From 38:27 to 39:20 Professor Susskind talks about how it's not so obvious that the superposition of forces works. Why is it not obvious though? Isn't it an inevitable mathematical consequence of vector addition? Have I misunderstood the superposition principle?

Professor Walter Lewin from MIT also said something similar once. "Is it obvious that the superposition principle works? No. Do we believe in it? Yes. Why do we believe in it? Because it is consistent with all our experiments."

Have I misunderstood the superposition principle?
I don't know, but why should the superposition principle apply to gravity in the first place?

Professor Walter Lewin from MIT also said something similar once. "Is it obvious that the superposition principle works? No. Do we believe in it? Yes. Why do we believe in it? Because it is consistent with all our experiments."
That pretty much applies to all of physics.

I don't know, but why should the superposition principle apply to gravity in the first place?

That pretty much applies to all of physics.

Because the force of gravity is a vector, and the resultant vector at a point is the vectorial sum of all vectors at that point.
Is this mathematical or experimental?

It is not intuitive for us that vector in physics, qualities that has both value and direction will follow a simple mathematical rule. It is proved by experiments.

I guess that the obvious phenomenon is , in mathematical terms, the superposition of the scalar potential fields, whose gradients give us the forces(in this case gravitational). The fact that the forces follow superposition principle is a mere result of the fact that their fields are superimposed. i may be seriously wrong .

Professor Susskind talks about how it's not so obvious that the superposition of forces works. Why is it not obvious though? Isn't it an inevitable mathematical consequence of vector addition?

It's obvious that the mathematics of vector addition work that way, but why is it obvious that forces must act according to that mathematics and not something else? Indeed, we invented vector addition to describe the way forces work, and not the other way around.

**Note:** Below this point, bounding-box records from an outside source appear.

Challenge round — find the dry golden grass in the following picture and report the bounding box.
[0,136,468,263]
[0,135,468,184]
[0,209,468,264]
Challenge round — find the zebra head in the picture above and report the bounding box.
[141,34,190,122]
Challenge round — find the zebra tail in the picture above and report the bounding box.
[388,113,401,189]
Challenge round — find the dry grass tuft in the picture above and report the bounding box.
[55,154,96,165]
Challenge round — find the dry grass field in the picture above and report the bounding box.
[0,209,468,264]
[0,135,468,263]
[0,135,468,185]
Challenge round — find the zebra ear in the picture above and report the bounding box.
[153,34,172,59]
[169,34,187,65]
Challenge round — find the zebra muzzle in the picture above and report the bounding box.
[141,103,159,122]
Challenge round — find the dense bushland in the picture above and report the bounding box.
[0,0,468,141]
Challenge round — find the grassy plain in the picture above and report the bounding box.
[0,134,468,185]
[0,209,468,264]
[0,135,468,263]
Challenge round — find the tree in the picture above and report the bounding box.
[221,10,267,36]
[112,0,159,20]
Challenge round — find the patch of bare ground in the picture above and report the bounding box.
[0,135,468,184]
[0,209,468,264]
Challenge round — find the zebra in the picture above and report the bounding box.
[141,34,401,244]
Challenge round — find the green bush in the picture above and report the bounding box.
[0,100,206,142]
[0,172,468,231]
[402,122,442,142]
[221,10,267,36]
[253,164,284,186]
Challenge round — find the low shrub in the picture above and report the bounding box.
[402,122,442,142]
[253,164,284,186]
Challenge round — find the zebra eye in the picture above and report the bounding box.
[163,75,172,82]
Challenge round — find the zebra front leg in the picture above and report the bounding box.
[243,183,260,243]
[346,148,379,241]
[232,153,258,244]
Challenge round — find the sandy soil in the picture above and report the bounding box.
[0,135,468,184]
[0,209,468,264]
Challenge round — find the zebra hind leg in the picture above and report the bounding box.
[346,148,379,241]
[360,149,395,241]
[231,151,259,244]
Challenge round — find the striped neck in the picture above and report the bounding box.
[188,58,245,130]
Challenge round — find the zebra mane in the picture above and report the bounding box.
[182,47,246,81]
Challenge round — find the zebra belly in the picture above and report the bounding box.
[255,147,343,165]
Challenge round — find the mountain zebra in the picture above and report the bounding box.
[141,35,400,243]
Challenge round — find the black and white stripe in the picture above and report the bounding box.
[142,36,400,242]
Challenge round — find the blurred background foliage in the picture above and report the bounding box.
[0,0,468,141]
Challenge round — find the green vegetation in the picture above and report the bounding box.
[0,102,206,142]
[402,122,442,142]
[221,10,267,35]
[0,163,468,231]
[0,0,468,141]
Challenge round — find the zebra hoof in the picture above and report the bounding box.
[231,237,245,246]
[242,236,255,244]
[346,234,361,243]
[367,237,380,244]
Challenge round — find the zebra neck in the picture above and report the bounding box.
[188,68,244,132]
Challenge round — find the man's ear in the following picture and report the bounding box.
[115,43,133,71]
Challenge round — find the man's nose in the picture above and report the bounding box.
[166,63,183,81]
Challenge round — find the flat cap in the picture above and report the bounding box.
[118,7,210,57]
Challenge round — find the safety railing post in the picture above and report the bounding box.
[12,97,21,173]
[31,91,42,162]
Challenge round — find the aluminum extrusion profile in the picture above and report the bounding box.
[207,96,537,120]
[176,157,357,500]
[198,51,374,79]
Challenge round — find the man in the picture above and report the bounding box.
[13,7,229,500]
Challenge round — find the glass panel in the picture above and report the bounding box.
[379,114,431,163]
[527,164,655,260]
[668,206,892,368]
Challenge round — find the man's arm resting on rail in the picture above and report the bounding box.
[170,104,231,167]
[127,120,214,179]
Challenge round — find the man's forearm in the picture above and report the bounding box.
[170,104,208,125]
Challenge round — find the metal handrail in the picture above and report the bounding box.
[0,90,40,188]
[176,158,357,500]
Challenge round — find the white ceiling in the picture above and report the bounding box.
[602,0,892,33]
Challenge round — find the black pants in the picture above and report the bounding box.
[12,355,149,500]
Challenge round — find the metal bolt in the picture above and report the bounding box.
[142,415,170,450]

Why is it not obvious though? Isn't it an inevitable mathematical consequence of vector addition?
It is not obvious, and in fact it is not true.

The question is whether or not the force law is governed by a set of linear equations. If the force law is linear then the force due to A and B together is equal to the force due to A alone plus the force due to B alone. However, if the force law is non linear (as is the case) then the force due to A and B together is different from the force due to A alone plus the force due to B alone.

It is never obvious that is the case, but it is a great simplification so we always start with that assumption and only give it up when experimental evidence forces us to conclude differently.

PFuser1232
It's obvious that the mathematics of vector addition work that way, but why is it obvious that forces must act according to that mathematics and not something else? Indeed, we invented vector addition to describe the way forces work, and not the other way around.

So it is obvious that vector addition works that way, but it's not obvious that the forces should be added in the first place. Right?

So it is obvious that vector addition works that way, but it's not obvious that the forces should be added that way in the first place until we've observed them enough to see how they work. Right?

I put a few extra words in there in the interests of precision, but I think we're saying the same thing now. If we are, yes. you're right.

I put a few extra words in there in the interests of precision, but I think we're saying the same thing now. If we are, yes. you're right.

Actually, what I meant to say was that vectors in mathematics can be added in one way. This operation is called vector addition. The fact that the resultant is the vector sum of the forces is experimental. If we were to find the resultant of nonlinear forces, we would use an alternative approach, not "vector addition" in the sense that I have described.